Der Sommer mit Mamã

Drama, Brasilien 2015, 111 min

Val, die gute Seele von einer Haushälterin, schwebt seit 13 Jahren durch eine brasilianische Unternehmer-Villa. Hausordnung und soziale Einstufung sind ihr mittlerweile ins Mark gebrannt und sie beherzigt die Etikette in einer grandiosen Mischung aus tiefverwurzelter Gutsherrentradition und preußischem Gehorsam. Man denke nur; zehn Jahre hat sie die eigene Tochter nicht zu Gesicht bekommen, aber Fabinho, den Sohn der Familie, wie ihr eigenes Kind behütet und erzogen. Doch plötzlich ändert sich alles. Jéssica will die Aufnahmeprüfung an der Uni von São Paulo machen. Sie ist Vals Tochter, also warum soll sie nicht für ein paar Tage bei ihr übernachten.

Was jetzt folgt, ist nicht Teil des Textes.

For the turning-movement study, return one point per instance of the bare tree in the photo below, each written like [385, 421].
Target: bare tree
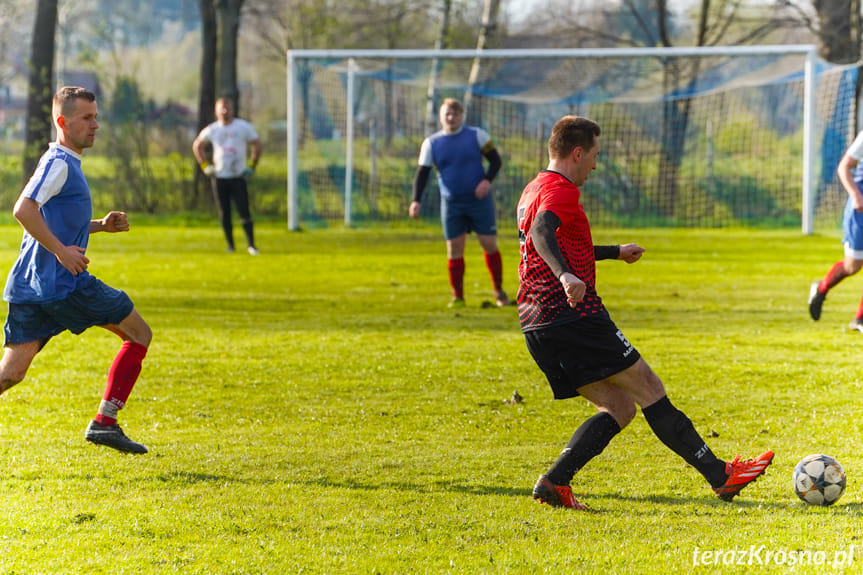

Ins Kellergemach der Mutter passt sicher noch eine zweite Matratze… Was hier unvermittelt aufeinander prallt, sind nicht nur Mutter und Tochter, sich selbst vollkommen fremd, sondern auch zwei Generationen, die einander kaum noch verstehen im modernen Brasilien. Längst haben die Jugendlichen die Unantastbarkeit der gesellschaftlichen Schranken in Frage gestellt. Und die Unterwürfigkeit des vorigen Jahrhunderts ist ihnen auch fremd. Keck springt Jéssica in den Pool der Villa, Val hat keinen Zeh reingehalten in 13 Jahren; bezieht das Gästezimmer des Hauses und begegnet sämtlichen Bewohnern auf Augenhöhe. Für Val undenkbar, doch man muss der Mutter den feinen Sarkasmus zugute halten, mit dem sie sich ihre eigene Situation stolz redet. Sie hätte es schließlich zu was gebracht, und die Matratze für Jéssica hätte der Hausherr immerhin selbst bezahlt, aber man könne doch nicht die Ordnung im ganzen Haus auf den Kopf stellen. Denn genau das tut Jéssica und besonders bei Vater und Sohn zeigt ihre Anwesenheit schnell eine aphrodisierende Wirkung… Während Val mit ihrer Loyalität mehr zu ringen hat als mit der Wäsche. Dem Publikumsliebling aus dem Panorama-Programm der aktuellen Berlinale gelingt ein eindringlicher Blick auf die Auswüchse sozialer Ungerechtigkeit in Brasilien und das Faszinierende dabei ist die Leichtigkeit, mit der er zwischen beschwingter Sommerlaune und nachdenklicher Generationskrise hin- und herwechselt.